Perfumery, or the art of making perfumes, began in a crude form in ancient Mesopotamia and Egypt. Centuries ago, it was Muslim Arab perfumers who developed the techniques and traditions which laid down the cornerstones of today’s multimillion-dollar perfume industry.
The Arabian chemist Al-Kindi wrote in the 9th century a book called Book of the Chemistry of Perfume and Distillations. It contained 100 recipes for fragrant oils, salves, aromatic waters and substitutes of costly drugs. It also described 107 methods for perfume-making, and today’s perfume-making equipment, like the alembic, still bear their Arabic names. In ancient times people used herbs and spices but not flowers for perfumes.
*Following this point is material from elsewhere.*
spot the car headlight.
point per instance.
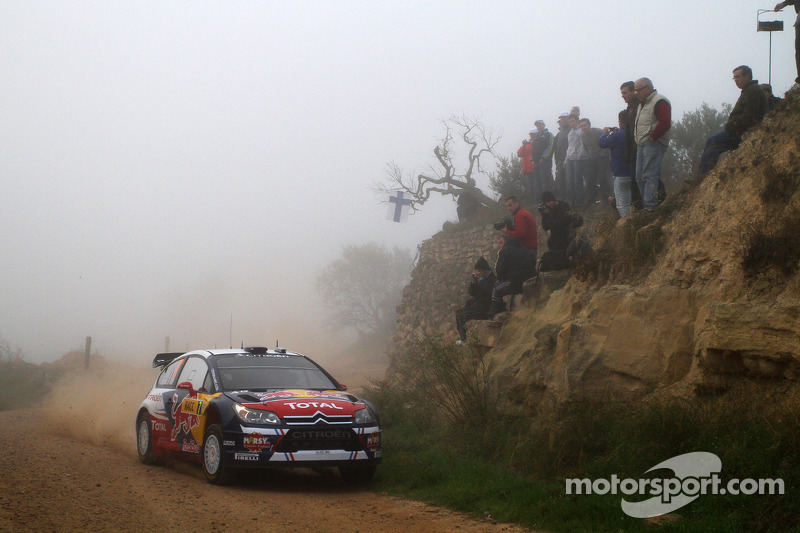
(365, 416)
(255, 416)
It was the Muslim doctor and chemist Ibn Sina who introduced the process of extracting oils from flowers by distillation, the procedure most commonly used today. He first experimented with the rose and rose water immediately became popular. Flowers are the largest source of aromatics. Both the raw ingredients and distillation technology of Muslims influenced western perfumery and scientific developments, particularly chemistry. Knowledge of perfumery came to Europe in the 14th century due to the spread of Islam. Perfumery prospered in areas previously under Muslim rule like Italy and southern France. Muslim Arabs first made the mass production of perfume possible.
The fragrance used in Islam’s holiest places, Makkah and Madinah, is oud (agarwood), the fragrant heartwood of the Asian Aquilaria tree infected by a fungus. Oud develops over several hundred years, making it is so precious that it is the most sacred oil on the planet.